I should point out that there is nothing romantic remaining there whatsoever, we are very different people (and he has a beautiful fiancée and child), but this still floored me and gave me faith in humanity.

This is not going to be the case for everyone, but when two adults can be totally cool with the fact that they were once together, yet were not right for each other or it didn’t work out, it’s pretty awesome.

So, how do you achieve this?

Firstly, NO CONTACT after the break-up! Going straight to friends NEVER WORKS. Why? Because in a break-up, there is always one person who wants the relationship to end and one person who doesn’t.
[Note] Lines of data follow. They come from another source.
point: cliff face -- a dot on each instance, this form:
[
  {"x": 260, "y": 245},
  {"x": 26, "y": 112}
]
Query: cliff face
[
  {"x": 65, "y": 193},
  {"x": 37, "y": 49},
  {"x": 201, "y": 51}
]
When you officially break-up, the person who doesn’t want the relationship to end doesn’t just shut off their feelings. In most cases, they will do anything and everything in their power to remain friends with the other person – because they are still romantically tied to them. When this is the basis for a friendship, that person will ALWAYS get hurt. So don’t do it. EVER. Both people need to be fully over the relationship before any steps toward friendship can happen, otherwise it’s all a giant bag of resentment and hurt.

Once you are both truly over the past and have moved on with your lives, then, if you are still in some sort of proximity with that person, perhaps you will be friendly. Then again, perhaps not – it depends on a number of factors. I only see my ex maybe once a year, when he comes to our hometown to play golf – hardly what you’d call a tight-knit friendship, but it’s always great to see him when I do.

Let the cards fall where they may – if you guys are both mature and can forgive and forget, then there may be a chance for some form of friendship in the end.